Summer Strength: Warm-Season Grasses Flourish
As temperatures rise and daylight hours extend, warm-season grasses hit their peak growth. Their deep root systems are designed to exploit the warm soil temperatures and survive drought conditions. During the summer, the grasses should be watered deeply but infrequently, promoting the growth of deep roots.
It is crucial to maintain an appropriate mowing height, typically between 1-3 inches, depending on the specific type of grass. Taller grass shades the soil surface, helping to reduce water evaporation and suppress weed growth. A post-emergent herbicide can be applied if necessary to handle any persistent weed threats.
Autumn Adjustments: Preparing Warm-Season Grasses for Winter
When fall approaches, warm-season grasses start to slow down their growth and prepare for the dormancy of winter. This period is a good time to address any issues like soil compaction or thatch accumulation that could hinder the grass’s health in the coming seasons. Aeration can be performed to alleviate soil compaction and improve nutrient uptake, while dethatching can remove excessive organic debris from the lawn surface.

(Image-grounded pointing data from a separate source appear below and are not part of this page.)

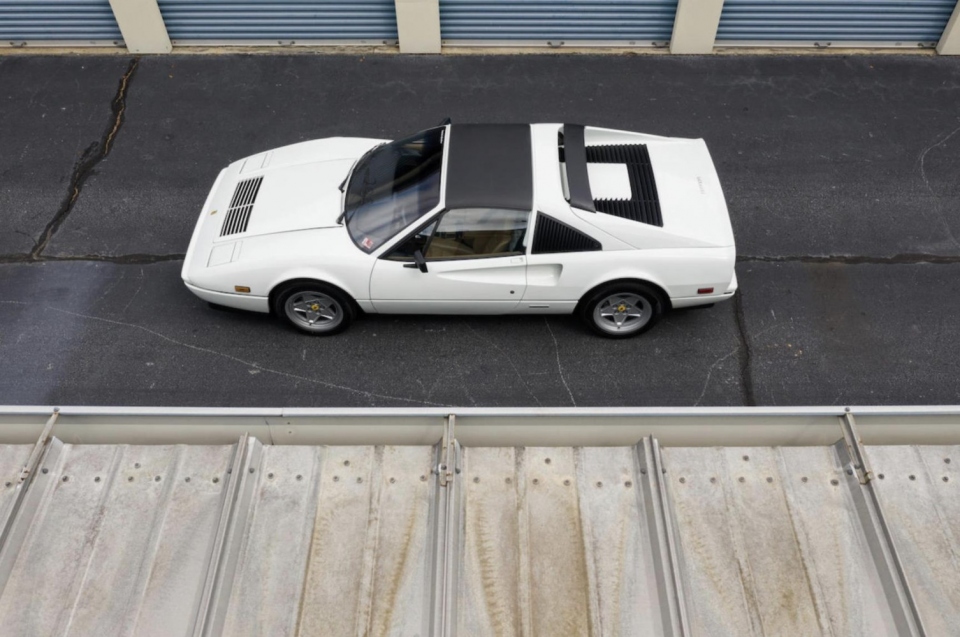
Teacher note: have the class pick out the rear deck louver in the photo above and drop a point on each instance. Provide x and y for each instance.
(644, 204)
(238, 214)
(551, 236)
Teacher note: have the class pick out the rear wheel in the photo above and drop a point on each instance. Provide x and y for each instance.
(314, 308)
(622, 310)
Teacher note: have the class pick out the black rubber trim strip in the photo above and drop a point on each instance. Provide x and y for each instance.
(490, 166)
(575, 153)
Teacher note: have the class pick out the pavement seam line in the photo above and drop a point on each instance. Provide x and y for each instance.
(897, 259)
(91, 156)
(746, 371)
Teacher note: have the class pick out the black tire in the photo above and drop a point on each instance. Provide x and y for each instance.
(314, 308)
(621, 310)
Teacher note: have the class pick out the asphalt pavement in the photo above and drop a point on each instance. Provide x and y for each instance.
(842, 175)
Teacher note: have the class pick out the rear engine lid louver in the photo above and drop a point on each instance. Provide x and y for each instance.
(644, 203)
(551, 236)
(241, 205)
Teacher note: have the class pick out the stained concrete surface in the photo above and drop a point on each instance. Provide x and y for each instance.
(840, 173)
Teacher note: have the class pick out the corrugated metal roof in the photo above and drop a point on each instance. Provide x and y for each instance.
(253, 539)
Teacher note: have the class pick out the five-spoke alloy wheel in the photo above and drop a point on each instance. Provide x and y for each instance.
(621, 310)
(314, 308)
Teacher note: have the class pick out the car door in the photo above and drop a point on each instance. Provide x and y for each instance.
(474, 259)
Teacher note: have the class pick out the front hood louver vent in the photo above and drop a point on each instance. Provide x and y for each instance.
(238, 214)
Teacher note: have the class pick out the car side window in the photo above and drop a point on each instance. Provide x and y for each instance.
(469, 233)
(404, 251)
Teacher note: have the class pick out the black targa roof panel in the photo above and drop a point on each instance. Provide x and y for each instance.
(490, 166)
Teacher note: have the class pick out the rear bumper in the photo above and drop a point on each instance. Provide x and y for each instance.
(707, 299)
(238, 301)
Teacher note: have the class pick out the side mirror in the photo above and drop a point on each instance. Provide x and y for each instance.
(420, 261)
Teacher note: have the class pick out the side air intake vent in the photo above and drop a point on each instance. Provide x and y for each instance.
(238, 214)
(551, 236)
(644, 204)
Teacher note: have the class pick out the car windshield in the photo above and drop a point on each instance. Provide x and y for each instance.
(392, 186)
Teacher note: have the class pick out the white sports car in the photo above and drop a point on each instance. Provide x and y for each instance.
(617, 227)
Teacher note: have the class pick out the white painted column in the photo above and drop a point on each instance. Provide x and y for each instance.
(695, 27)
(141, 25)
(950, 40)
(418, 23)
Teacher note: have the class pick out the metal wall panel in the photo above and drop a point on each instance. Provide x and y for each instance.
(12, 460)
(920, 494)
(907, 22)
(82, 21)
(554, 543)
(625, 21)
(279, 21)
(771, 544)
(119, 542)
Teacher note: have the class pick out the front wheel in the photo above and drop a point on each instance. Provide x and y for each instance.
(314, 308)
(622, 310)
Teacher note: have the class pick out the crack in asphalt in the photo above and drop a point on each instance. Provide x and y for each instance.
(91, 156)
(746, 371)
(898, 259)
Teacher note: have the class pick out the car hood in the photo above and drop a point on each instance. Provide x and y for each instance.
(290, 188)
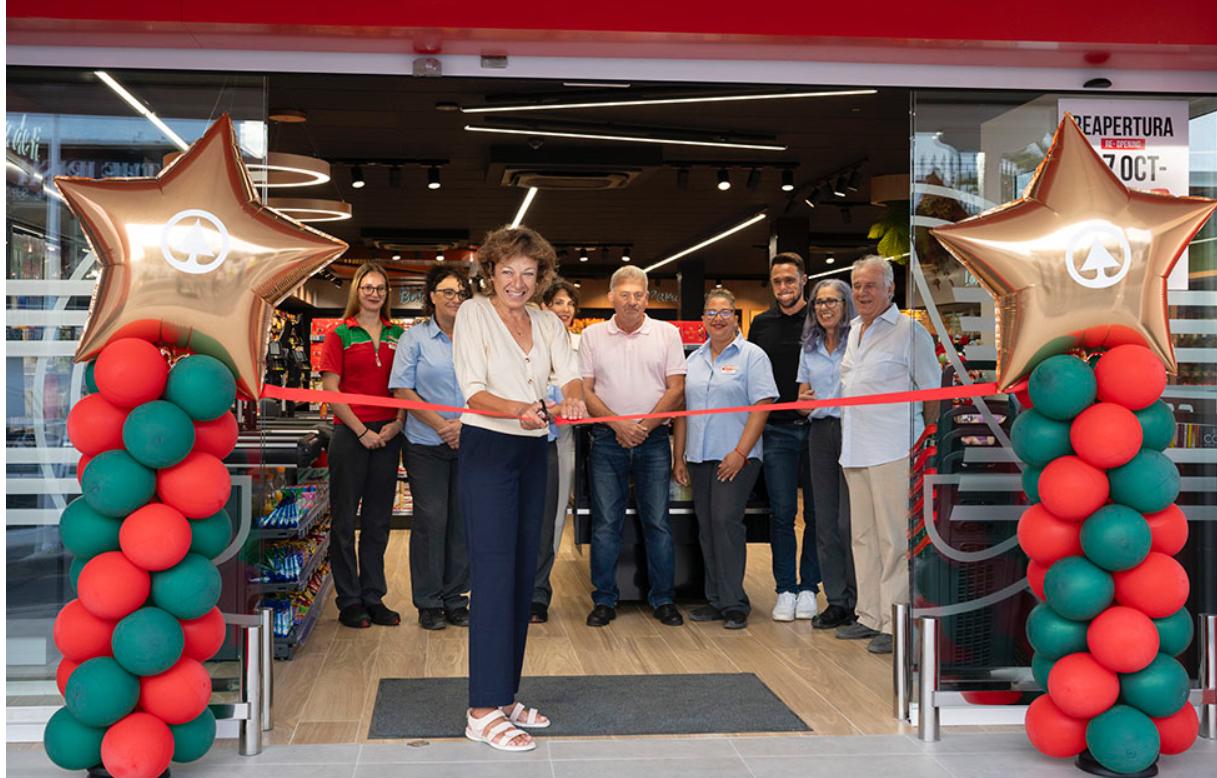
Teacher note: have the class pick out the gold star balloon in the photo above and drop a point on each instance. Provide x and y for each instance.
(191, 258)
(1080, 262)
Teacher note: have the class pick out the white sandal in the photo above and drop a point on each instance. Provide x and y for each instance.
(500, 735)
(523, 716)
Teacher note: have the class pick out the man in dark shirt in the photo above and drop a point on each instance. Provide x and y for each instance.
(779, 331)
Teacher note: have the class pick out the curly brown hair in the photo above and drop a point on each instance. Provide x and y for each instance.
(515, 241)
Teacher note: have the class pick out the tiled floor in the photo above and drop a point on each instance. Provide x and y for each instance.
(958, 755)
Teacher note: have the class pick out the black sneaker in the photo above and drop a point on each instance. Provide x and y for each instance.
(834, 616)
(432, 619)
(601, 615)
(456, 616)
(668, 615)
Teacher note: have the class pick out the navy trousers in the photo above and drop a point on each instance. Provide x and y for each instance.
(502, 487)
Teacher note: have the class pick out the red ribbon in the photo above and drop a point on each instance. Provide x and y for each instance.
(946, 392)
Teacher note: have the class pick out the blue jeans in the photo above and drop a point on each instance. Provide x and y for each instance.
(650, 464)
(786, 468)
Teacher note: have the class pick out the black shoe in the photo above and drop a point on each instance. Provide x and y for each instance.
(432, 619)
(383, 616)
(601, 615)
(734, 620)
(456, 616)
(668, 615)
(834, 616)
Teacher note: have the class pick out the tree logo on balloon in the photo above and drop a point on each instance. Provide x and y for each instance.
(1093, 239)
(194, 241)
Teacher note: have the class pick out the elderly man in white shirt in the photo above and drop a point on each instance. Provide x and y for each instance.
(886, 352)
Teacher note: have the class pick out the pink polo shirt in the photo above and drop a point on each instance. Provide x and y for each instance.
(631, 369)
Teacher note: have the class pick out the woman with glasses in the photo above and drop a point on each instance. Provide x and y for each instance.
(424, 371)
(364, 449)
(819, 378)
(723, 453)
(506, 353)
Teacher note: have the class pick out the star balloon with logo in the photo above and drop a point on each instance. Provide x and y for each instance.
(191, 258)
(1078, 262)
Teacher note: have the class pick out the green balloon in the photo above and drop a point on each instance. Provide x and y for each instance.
(1116, 537)
(147, 642)
(1041, 666)
(100, 692)
(116, 485)
(188, 589)
(1038, 440)
(1031, 483)
(1053, 636)
(194, 738)
(1148, 483)
(1157, 690)
(1077, 589)
(1122, 739)
(85, 532)
(1175, 632)
(211, 536)
(1061, 387)
(201, 386)
(1157, 425)
(71, 744)
(158, 434)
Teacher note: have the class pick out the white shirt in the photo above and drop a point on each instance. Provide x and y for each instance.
(896, 354)
(488, 359)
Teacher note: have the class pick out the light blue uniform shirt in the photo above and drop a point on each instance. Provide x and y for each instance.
(741, 375)
(424, 363)
(822, 371)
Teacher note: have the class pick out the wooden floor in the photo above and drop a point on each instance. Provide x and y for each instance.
(327, 692)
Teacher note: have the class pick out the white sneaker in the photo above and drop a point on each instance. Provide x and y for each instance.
(807, 608)
(785, 608)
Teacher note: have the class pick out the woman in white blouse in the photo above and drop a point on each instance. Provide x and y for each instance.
(506, 352)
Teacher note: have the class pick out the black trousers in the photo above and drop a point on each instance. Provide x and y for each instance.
(362, 481)
(503, 481)
(438, 557)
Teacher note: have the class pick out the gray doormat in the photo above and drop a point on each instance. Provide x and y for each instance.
(593, 705)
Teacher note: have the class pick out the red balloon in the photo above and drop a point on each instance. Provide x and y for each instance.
(1131, 376)
(1157, 587)
(205, 636)
(1052, 732)
(130, 371)
(1178, 731)
(1046, 538)
(140, 745)
(179, 694)
(1122, 639)
(79, 634)
(197, 486)
(1081, 687)
(1072, 490)
(1105, 435)
(218, 436)
(111, 587)
(1168, 529)
(1036, 574)
(155, 537)
(96, 425)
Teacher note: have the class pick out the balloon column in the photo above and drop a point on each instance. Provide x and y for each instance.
(1078, 269)
(191, 268)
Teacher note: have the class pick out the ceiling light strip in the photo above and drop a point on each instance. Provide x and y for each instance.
(523, 207)
(633, 139)
(714, 239)
(663, 101)
(132, 100)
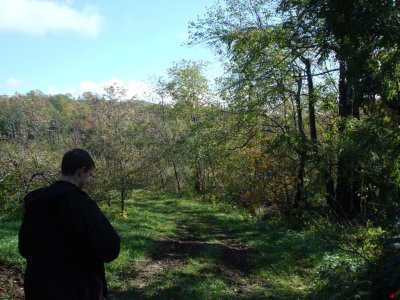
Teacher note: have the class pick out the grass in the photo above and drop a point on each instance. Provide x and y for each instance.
(178, 248)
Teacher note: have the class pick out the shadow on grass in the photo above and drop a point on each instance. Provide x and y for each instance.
(246, 258)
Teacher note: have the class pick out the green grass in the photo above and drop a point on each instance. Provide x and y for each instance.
(281, 260)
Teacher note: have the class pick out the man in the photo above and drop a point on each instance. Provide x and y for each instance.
(65, 238)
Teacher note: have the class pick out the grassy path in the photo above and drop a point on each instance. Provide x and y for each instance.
(180, 249)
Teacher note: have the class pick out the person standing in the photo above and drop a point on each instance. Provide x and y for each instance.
(65, 238)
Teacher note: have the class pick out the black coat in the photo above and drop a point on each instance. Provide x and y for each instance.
(65, 239)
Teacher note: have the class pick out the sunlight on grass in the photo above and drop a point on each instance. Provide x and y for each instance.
(284, 264)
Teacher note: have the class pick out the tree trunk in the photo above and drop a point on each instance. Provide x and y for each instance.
(311, 100)
(299, 198)
(347, 202)
(178, 186)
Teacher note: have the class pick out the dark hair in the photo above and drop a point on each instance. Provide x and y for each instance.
(75, 159)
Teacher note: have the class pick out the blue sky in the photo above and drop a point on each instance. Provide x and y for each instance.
(61, 46)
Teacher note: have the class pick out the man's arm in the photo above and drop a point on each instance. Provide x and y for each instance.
(97, 234)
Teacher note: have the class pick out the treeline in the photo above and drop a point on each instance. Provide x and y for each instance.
(306, 116)
(305, 119)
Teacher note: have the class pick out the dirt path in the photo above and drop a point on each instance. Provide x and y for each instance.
(233, 264)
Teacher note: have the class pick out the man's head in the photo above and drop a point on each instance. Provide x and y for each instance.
(76, 166)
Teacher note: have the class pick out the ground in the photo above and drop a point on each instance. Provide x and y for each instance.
(174, 248)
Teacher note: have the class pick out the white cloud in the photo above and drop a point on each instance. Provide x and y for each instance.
(12, 83)
(39, 17)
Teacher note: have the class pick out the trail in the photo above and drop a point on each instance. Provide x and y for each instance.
(233, 262)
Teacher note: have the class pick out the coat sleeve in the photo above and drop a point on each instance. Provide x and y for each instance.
(98, 237)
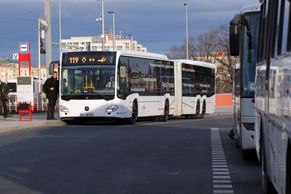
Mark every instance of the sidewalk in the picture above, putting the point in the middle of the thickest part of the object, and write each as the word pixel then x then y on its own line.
pixel 12 123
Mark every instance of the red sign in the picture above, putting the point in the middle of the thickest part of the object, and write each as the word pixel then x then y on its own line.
pixel 24 56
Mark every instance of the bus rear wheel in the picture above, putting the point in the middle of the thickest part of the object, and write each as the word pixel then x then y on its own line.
pixel 197 115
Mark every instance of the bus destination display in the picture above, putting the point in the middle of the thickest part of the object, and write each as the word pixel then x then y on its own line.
pixel 84 58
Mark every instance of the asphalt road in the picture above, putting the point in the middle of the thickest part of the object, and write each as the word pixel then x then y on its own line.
pixel 175 157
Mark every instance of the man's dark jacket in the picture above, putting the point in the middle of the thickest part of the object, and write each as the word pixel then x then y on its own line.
pixel 51 83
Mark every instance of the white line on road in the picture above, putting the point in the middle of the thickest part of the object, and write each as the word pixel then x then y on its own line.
pixel 220 172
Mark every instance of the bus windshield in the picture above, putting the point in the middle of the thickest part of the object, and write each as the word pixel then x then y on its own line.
pixel 249 46
pixel 87 77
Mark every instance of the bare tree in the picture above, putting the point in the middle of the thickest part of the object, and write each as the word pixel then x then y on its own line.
pixel 213 47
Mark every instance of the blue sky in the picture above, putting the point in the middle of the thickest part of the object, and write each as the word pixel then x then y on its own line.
pixel 157 24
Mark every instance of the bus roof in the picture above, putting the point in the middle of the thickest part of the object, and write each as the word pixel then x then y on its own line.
pixel 197 63
pixel 250 8
pixel 141 54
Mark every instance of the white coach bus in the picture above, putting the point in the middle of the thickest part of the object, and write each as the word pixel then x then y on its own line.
pixel 273 96
pixel 126 85
pixel 244 30
pixel 194 88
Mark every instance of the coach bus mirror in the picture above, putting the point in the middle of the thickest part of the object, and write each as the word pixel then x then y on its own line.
pixel 234 36
pixel 122 70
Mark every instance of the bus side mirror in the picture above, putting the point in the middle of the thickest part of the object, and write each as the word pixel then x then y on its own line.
pixel 234 36
pixel 122 70
pixel 53 66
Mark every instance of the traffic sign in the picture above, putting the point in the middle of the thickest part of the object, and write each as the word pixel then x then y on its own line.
pixel 15 56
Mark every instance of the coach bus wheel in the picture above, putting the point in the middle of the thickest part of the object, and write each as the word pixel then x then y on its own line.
pixel 288 170
pixel 267 185
pixel 165 117
pixel 134 113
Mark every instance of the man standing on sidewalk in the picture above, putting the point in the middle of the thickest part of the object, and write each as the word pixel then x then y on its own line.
pixel 51 89
pixel 4 90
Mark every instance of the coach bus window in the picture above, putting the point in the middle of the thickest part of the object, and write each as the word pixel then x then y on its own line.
pixel 250 35
pixel 285 27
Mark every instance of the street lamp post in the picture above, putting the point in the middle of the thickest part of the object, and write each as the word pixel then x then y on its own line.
pixel 113 28
pixel 187 44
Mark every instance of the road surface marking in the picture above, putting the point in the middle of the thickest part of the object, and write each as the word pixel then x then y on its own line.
pixel 220 172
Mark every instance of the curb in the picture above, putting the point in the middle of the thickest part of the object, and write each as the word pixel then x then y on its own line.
pixel 36 124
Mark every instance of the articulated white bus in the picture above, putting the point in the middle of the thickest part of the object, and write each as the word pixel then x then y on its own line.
pixel 129 85
pixel 194 88
pixel 244 30
pixel 273 96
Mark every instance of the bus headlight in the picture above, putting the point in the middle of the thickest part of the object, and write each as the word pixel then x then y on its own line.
pixel 249 126
pixel 64 109
pixel 111 108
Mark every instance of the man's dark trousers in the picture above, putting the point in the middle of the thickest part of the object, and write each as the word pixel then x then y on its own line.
pixel 51 108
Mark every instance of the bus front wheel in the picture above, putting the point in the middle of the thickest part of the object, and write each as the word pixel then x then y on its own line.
pixel 165 117
pixel 134 113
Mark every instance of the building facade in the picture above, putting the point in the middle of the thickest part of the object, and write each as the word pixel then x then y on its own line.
pixel 94 43
pixel 9 71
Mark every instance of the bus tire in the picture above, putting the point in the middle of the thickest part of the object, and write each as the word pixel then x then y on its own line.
pixel 267 185
pixel 165 117
pixel 134 113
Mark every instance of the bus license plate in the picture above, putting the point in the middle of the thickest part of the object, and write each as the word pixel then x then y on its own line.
pixel 86 114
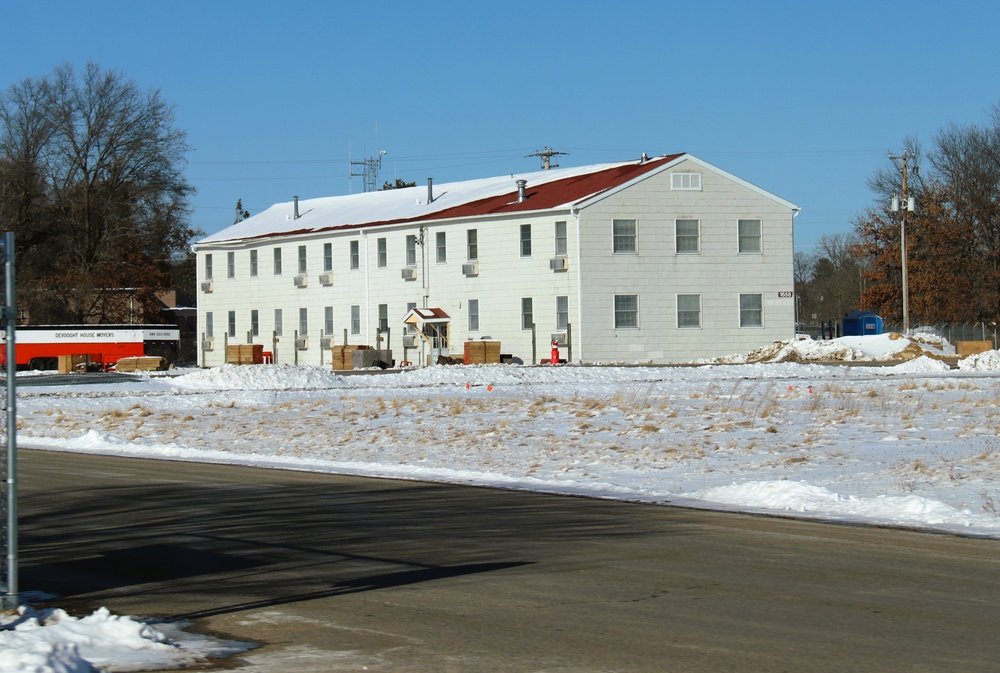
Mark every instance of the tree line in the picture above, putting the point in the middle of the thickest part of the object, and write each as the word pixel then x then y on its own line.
pixel 952 238
pixel 91 184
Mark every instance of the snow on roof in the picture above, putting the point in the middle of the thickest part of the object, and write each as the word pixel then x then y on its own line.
pixel 555 188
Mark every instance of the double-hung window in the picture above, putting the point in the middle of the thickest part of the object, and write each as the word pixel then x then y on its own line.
pixel 561 247
pixel 626 311
pixel 411 250
pixel 473 315
pixel 562 313
pixel 624 236
pixel 527 314
pixel 686 237
pixel 751 310
pixel 441 239
pixel 525 240
pixel 749 236
pixel 689 311
pixel 472 244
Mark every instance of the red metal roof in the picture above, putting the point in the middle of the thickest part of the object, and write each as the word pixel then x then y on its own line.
pixel 539 197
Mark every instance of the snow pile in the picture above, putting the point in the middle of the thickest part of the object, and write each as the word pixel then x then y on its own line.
pixel 259 377
pixel 51 640
pixel 875 348
pixel 981 362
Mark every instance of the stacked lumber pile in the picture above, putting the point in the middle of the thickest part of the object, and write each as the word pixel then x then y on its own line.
pixel 245 354
pixel 482 352
pixel 145 363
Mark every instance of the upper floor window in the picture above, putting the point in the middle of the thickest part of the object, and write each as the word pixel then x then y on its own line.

A late fall fertilizer application, usually a winterizer, can help strengthen the grass’s root system and store energy for the next spring. As fall transitions into winter, gradually lower the mowing height but avoid drastic scalping that could expose the grass to cold damage.
Winter Dormancy: Warm-Season Grasses Rest and Recharge
Winter marks the period of dormancy for warm-season grasses. The grass will lose its green color and turn brown, which is a natural process that helps the grass conserve energy during the colder months. Although water requirements decrease considerably during the winter, it’s important to ensure the lawn receives adequate moisture, especially in areas with drier winters.
Refrain from fertilizing the lawn during this period as it could encourage growth at a time when the grass should be dormant. Excessive foot traffic should be avoided to prevent damaging the grass crowns.
Warm-Season Grasses: Resilient Choice
Warm-season grasses are a resilient choice for hot climates, and their seasonal transitions are a testament to their adaptability and survival. By understanding these transitions and adjusting lawn care practices accordingly, we can ensure that these grasses flourish throughout the year.